I entirely agree with Helen Mary Jones: of course, this is help that children are entitled to receive. The old days when children were singled out if they were receiving a free school meal are, surely, long over here in Wales, although the long tail of stigma can take a long time to disappear. But we have a whole new set of ways in which schools make sure that children who are entitled to free school meals aren't discriminated against or picked out from other children, and I know that huge efforts are made.
Some local authorities in Wales do succeed more than others in making sure that entitlement to free school meals is automatic—that it is linked to other benefits that the local authority already knows a family to be in receipt of. The more that we can make free school meals not a matter of families having to apply for it, but it being done through the other systems that local authorities have available to them, the greater the take-up will be. The ambition of the Welsh Government is exactly as Helen Mary Jones set it out: that every child who is entitled to this benefit should be in a position to take it.

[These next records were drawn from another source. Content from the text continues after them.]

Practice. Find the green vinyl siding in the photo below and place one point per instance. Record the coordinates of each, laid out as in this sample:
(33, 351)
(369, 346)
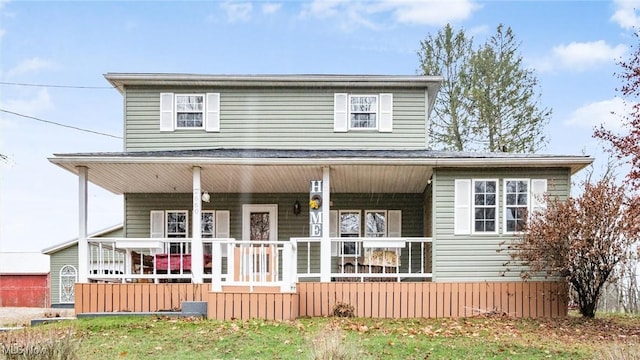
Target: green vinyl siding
(283, 118)
(475, 257)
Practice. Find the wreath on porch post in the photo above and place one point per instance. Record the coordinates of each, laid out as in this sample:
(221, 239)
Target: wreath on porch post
(315, 202)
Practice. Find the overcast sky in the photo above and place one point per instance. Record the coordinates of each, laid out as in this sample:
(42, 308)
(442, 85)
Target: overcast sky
(573, 47)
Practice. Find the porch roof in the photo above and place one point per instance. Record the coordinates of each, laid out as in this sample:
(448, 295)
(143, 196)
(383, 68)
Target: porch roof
(289, 171)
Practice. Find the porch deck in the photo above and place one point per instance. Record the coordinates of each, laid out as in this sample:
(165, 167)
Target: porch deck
(228, 261)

We have been working with local authorities—as I say, some of them are already more advanced down this path than others—to find ways in which not just free school meals but a whole range of other help to which families are entitled comes to them as a result of things that the local authority already know about them because of information that they've supplied, rather than requiring people to make repeated applications for help that ought to be straightforwardly available to them.